It's designed for advanced users looking to easily open and view plain text and code in a familiar working environment, without having to worry about complicated features.
Setting it up takes little time and effort, since there are no special options, mandatory software products, third-party offers involved.
As far as the interface is concerned, BirEdit adopts a normal window with a minimalistic appearance, where you can get started by opening a file. It shows the line numbers and lets you copy the file's path to the Clipboard.
The encoding mode can be selected between ANSI, ASCII, UTF-16 (Big or Little Endian), UTF-8 and UTF-7. Multiple instances are allowed. It's possible to open the document in your default text editor, indent and unindent blocks, duplicate or quote selections, as well as convert text to uppercase, lowercase, invert case, title case, or sentence case.
A search-and-replace function is put at your disposal, which can be used with case sensitivity, whole words only, caret search, regular expression and cycle search enabled.
It's possible to jump to a specific line and column, find and select to matching braces, as well as to insert the current date and time, PC and user names, color under the cursor (in RGB format), encoding identifier, along with the file name and path.
File associations can be made for any of the supported extensions.

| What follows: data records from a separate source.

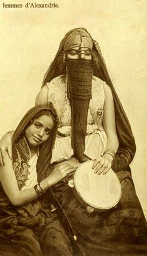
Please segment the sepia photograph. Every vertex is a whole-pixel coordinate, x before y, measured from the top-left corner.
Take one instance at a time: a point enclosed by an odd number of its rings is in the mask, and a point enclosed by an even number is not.
[[[0,3],[0,256],[147,255],[147,1]]]

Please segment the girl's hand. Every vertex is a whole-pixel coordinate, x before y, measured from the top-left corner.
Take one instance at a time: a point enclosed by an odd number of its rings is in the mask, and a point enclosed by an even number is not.
[[[11,133],[6,133],[0,140],[0,165],[4,166],[6,163],[6,153],[8,153],[10,158],[12,158],[12,144],[11,138],[12,135]]]
[[[92,166],[92,169],[95,169],[94,173],[100,175],[101,173],[106,174],[111,166],[113,157],[109,154],[105,154],[95,159]]]
[[[52,170],[48,177],[46,178],[47,182],[49,186],[56,184],[60,180],[70,173],[75,171],[75,168],[68,164],[62,164]]]

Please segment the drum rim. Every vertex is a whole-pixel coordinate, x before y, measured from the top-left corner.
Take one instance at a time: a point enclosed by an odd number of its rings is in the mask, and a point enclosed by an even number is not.
[[[78,169],[80,169],[81,165],[83,165],[84,164],[87,163],[87,162],[90,162],[90,161],[93,162],[94,160],[88,160],[88,161],[85,161],[84,163],[82,163],[79,166],[78,166],[77,169],[76,170],[76,171],[75,171],[75,173],[74,173],[74,177],[73,177],[74,181],[74,188],[75,189],[77,193],[78,194],[79,197],[85,202],[85,203],[87,203],[88,205],[89,205],[89,206],[90,206],[90,207],[93,207],[93,208],[95,208],[95,209],[99,209],[99,210],[105,210],[105,210],[109,210],[109,209],[111,209],[111,208],[115,207],[118,204],[118,202],[120,202],[120,198],[121,198],[121,195],[122,195],[122,190],[121,190],[121,186],[120,181],[120,180],[119,180],[118,176],[117,176],[116,174],[115,173],[115,172],[111,168],[110,168],[110,170],[112,171],[113,173],[113,174],[115,174],[115,177],[116,177],[116,180],[117,180],[118,182],[119,186],[120,186],[120,197],[119,197],[119,199],[117,200],[116,203],[115,203],[114,205],[113,205],[112,206],[110,206],[110,207],[97,207],[97,206],[95,206],[95,205],[92,205],[92,203],[88,202],[85,198],[83,198],[83,197],[80,195],[79,191],[77,190],[77,188],[76,187],[76,184],[75,184],[75,180],[74,180],[74,178],[75,178],[75,175],[76,175],[77,171]],[[109,170],[109,171],[110,171],[110,170]]]

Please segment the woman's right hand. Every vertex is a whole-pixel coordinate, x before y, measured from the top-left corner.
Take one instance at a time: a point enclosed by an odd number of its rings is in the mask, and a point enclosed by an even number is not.
[[[62,164],[52,170],[46,180],[49,186],[57,183],[62,178],[75,171],[75,168],[68,164]]]
[[[0,165],[5,165],[5,156],[6,151],[8,153],[10,158],[12,158],[12,143],[11,138],[12,134],[11,133],[6,133],[0,140]]]

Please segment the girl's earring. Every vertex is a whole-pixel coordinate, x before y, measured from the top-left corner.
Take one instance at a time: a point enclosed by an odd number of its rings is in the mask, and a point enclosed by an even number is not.
[[[65,63],[65,53],[63,52],[63,63]]]

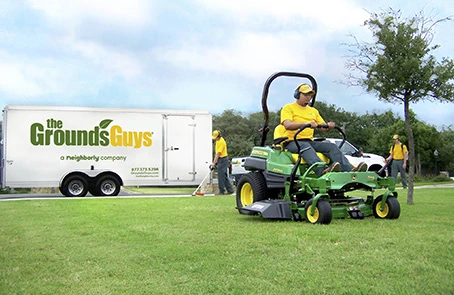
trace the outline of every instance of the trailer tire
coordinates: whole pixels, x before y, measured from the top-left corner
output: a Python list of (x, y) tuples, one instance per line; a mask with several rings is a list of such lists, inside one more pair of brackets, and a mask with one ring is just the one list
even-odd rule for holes
[(89, 192), (90, 195), (92, 195), (93, 197), (99, 196), (99, 192), (98, 192), (98, 190), (96, 189), (96, 187), (95, 187), (93, 184), (90, 184), (90, 185), (88, 186), (88, 192)]
[(85, 197), (88, 192), (87, 179), (81, 175), (69, 176), (60, 191), (67, 197)]
[(328, 201), (320, 199), (315, 207), (314, 215), (310, 214), (312, 202), (314, 199), (310, 199), (304, 207), (304, 215), (306, 220), (312, 224), (330, 224), (333, 219), (333, 211)]
[(121, 184), (113, 175), (101, 176), (97, 181), (94, 190), (99, 196), (118, 196)]
[(251, 172), (241, 176), (236, 189), (236, 206), (238, 212), (244, 215), (257, 213), (243, 210), (243, 207), (267, 198), (266, 180), (260, 172)]
[(400, 204), (399, 201), (393, 197), (389, 196), (386, 199), (385, 206), (383, 211), (380, 211), (381, 201), (383, 199), (383, 195), (378, 196), (372, 205), (372, 209), (374, 211), (375, 218), (386, 218), (386, 219), (397, 219), (400, 216)]

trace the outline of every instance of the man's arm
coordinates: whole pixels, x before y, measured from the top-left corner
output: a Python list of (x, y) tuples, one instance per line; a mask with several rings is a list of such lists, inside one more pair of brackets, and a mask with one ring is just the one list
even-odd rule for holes
[(285, 120), (284, 122), (282, 122), (282, 125), (284, 125), (285, 129), (287, 130), (296, 130), (306, 124), (311, 124), (311, 128), (317, 127), (317, 123), (315, 122), (293, 122), (292, 120)]

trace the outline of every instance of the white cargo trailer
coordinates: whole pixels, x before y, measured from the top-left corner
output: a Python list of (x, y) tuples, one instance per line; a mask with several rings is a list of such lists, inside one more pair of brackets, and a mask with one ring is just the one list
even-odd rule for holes
[(6, 106), (2, 187), (115, 196), (120, 186), (198, 185), (211, 126), (207, 111)]

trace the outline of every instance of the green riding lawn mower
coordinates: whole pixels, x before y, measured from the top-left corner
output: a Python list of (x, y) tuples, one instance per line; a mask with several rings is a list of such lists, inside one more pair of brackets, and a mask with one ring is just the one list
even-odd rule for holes
[[(281, 76), (309, 80), (317, 93), (317, 83), (308, 74), (278, 72), (266, 81), (262, 94), (265, 121), (260, 129), (260, 146), (254, 147), (244, 161), (244, 168), (250, 173), (241, 176), (237, 185), (239, 213), (259, 215), (266, 219), (306, 220), (313, 224), (329, 224), (333, 218), (363, 219), (371, 215), (381, 219), (399, 218), (400, 204), (394, 178), (383, 176), (386, 165), (377, 172), (328, 172), (318, 177), (314, 168), (325, 166), (325, 162), (309, 166), (300, 154), (292, 154), (284, 148), (282, 142), (286, 140), (295, 140), (298, 146), (297, 134), (310, 127), (310, 124), (298, 129), (293, 139), (275, 137), (271, 146), (265, 146), (269, 132), (268, 92), (273, 80)], [(315, 95), (311, 106), (315, 103)], [(345, 133), (339, 127), (336, 130), (343, 137), (342, 145)], [(323, 155), (320, 157), (327, 159)], [(374, 197), (377, 189), (384, 192)], [(358, 190), (366, 191), (363, 195), (367, 196), (351, 195)]]

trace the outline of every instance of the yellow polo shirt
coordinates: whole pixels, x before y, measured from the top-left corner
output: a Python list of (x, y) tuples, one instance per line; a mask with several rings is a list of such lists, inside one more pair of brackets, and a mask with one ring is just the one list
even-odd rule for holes
[(394, 160), (403, 160), (405, 153), (407, 152), (407, 146), (403, 143), (394, 144), (389, 150), (389, 153), (393, 155)]
[(225, 142), (223, 137), (219, 138), (219, 140), (216, 140), (216, 146), (215, 146), (214, 150), (215, 150), (216, 154), (219, 153), (220, 158), (224, 158), (224, 157), (228, 156), (227, 143)]
[[(293, 122), (316, 122), (317, 124), (325, 123), (322, 116), (316, 108), (306, 106), (302, 107), (295, 102), (286, 104), (281, 110), (281, 123), (285, 120)], [(293, 140), (297, 130), (286, 130), (284, 136), (287, 136), (290, 140)], [(298, 139), (314, 139), (314, 129), (306, 128), (300, 134)]]

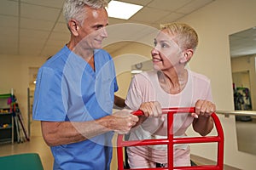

Furthermore, you can configure standard font settings (e.g. type, style, size, effect, color), switch to read-only mode to prevent document editing, choose the syntax highlighting language, wrap words to fit the window, and minimize the tool to the systray.
It worked smoothly in our tests, without triggering the OS to hang, crash or indicate errors. CPU and RAM usage was minimal, so it didn't hamper the computer's performance.
To sum it up, BirEdit facilitates a user-friendly interface and practical options for programmers and casual users who want to edit text documents.